Mira dropped back to her heels, kept her hold on him as she turned toward Danny. “That enough for you?” she challenged the cameraman. “Or do you want us to have sex against the fence?” Her hand reached for Gabe’s midsection and began to inch downward. He grabbed her wrist and stared at her. What the hell?

“Mira.” Danny was holding the camera away from him now. “Come on. Stop it. You know I’m just doing my job.”

“Well, Gabe’s right,” she said. “We can’t have a romance if I can’t even kiss him. And I
want
to kiss him. So give us a chance!”

“What do you want from me?” he asked in exasperation.

“A few minutes of privacy, that’s all. Let me talk to him while he’s milking. Give us a couple minutes when we’re in the garden. Come on. Have a heart.”

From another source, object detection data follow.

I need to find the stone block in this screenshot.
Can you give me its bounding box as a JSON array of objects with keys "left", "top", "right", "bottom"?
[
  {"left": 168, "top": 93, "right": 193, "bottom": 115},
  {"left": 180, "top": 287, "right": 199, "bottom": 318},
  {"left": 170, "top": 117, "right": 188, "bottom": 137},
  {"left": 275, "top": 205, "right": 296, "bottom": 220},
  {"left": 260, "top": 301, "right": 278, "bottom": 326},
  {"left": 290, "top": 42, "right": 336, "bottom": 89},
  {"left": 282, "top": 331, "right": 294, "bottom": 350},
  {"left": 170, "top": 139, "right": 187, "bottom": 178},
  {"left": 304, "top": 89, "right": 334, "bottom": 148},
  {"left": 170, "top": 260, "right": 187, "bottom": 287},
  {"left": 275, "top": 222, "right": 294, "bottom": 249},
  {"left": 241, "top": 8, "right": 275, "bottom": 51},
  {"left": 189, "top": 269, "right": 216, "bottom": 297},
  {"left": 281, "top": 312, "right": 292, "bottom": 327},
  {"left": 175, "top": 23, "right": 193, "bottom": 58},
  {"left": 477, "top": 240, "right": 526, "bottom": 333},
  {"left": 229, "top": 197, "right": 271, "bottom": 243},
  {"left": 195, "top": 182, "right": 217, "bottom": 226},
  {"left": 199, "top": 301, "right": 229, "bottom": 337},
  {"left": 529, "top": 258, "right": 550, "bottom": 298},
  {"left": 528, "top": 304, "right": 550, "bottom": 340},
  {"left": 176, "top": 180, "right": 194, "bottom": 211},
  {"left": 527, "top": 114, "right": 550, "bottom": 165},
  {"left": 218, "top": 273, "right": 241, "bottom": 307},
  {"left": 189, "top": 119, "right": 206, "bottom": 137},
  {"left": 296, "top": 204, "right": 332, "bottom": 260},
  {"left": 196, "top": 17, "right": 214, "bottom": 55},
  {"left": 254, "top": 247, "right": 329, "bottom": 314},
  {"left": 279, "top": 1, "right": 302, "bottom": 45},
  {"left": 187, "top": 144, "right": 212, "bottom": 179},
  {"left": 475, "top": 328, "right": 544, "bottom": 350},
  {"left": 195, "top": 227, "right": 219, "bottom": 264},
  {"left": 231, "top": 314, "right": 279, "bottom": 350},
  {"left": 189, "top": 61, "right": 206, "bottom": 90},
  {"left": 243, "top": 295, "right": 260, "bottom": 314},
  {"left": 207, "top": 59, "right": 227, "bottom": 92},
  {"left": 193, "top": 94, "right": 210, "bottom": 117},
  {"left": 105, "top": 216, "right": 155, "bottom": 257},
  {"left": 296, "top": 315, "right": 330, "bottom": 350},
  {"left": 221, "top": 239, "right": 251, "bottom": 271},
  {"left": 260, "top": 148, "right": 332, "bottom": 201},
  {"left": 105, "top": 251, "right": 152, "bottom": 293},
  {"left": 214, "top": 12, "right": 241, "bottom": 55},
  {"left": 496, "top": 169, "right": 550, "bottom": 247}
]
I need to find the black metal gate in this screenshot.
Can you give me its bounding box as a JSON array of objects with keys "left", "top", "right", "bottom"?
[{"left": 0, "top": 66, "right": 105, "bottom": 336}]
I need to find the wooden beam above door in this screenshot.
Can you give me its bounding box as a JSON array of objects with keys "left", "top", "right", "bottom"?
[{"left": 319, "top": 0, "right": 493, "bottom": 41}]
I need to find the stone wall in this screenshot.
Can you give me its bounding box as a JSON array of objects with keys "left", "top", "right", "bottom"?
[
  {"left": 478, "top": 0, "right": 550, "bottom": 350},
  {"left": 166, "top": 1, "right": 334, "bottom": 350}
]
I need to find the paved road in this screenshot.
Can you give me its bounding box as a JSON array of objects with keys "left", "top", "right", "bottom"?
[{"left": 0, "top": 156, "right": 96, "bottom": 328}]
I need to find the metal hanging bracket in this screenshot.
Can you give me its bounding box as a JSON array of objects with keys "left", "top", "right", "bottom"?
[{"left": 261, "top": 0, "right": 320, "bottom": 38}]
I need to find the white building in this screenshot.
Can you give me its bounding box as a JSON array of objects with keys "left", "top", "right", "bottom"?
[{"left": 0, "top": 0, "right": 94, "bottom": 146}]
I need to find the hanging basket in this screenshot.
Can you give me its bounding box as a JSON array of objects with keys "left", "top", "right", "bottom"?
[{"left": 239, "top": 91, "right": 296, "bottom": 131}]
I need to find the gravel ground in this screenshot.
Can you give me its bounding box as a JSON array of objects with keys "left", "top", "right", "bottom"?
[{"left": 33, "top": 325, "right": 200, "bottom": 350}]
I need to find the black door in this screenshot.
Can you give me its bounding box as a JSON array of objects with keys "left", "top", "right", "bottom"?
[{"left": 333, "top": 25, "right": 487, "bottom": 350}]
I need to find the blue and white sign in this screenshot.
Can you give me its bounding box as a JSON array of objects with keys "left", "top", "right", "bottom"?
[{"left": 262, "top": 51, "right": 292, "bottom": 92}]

“You’re going to get me fired,” he grumbled.

“No. What would get you
fired
is if you
did
film us having sex against the fence,” she corrected. “And I’m
this
close to going for it. Go film Zara making a pie, if you don’t want to see.”

 

“I am
not
having sex with you on camera,” Gabe exploded as soon as Danny had taken himself off to the cabin. “Or out here in front of whoever walks by. What are you
doing?”

“Getting us a little privacy, like I said,” she said, her earlier confidence beginning to shrivel at the storminess of his expression. “It worked, didn’t it?”

“I know we’re supposed to ignore the cameras,” she went on, looking up at him pleadingly. “But I
can’t.
I can’t talk to you if they’re filming. Not the way I want to. Don’t you feel that way? Don’t you want to talk to me too? Don’t you want to . . . do more?”

“You must know I do,” he said, still looking upset. “I can’t exactly hide how you make me feel. But
warn
me next time. I about had a heart attack. I thought you were actually going to ask me to have sex against the fence. And the worst thing about it?” He started to laugh. “I probably would’ve done it. That’s how crazy you’ve got me.”

She began to giggle as relief filled her. The giggles increased until she was leaning against that same fence, laughing helplessly, her hands on her knees. “I can’t believe I said that,” she got out. “I didn’t know I was going to. I don’t know what’s
wrong
with me. I start by telling Scott what I really think, and it’s like . . . I can’t help myself.”

He came to prop himself next to her, picked up her hand. “Never been bad before, huh?” he asked with a grin.

She shook her head, smiled up at him. “Nope. I’ve been a good, good girl for twenty-nine long years. Never made waves, not a single solitary one. But it’s starting to look like those days are over. So look out, world.”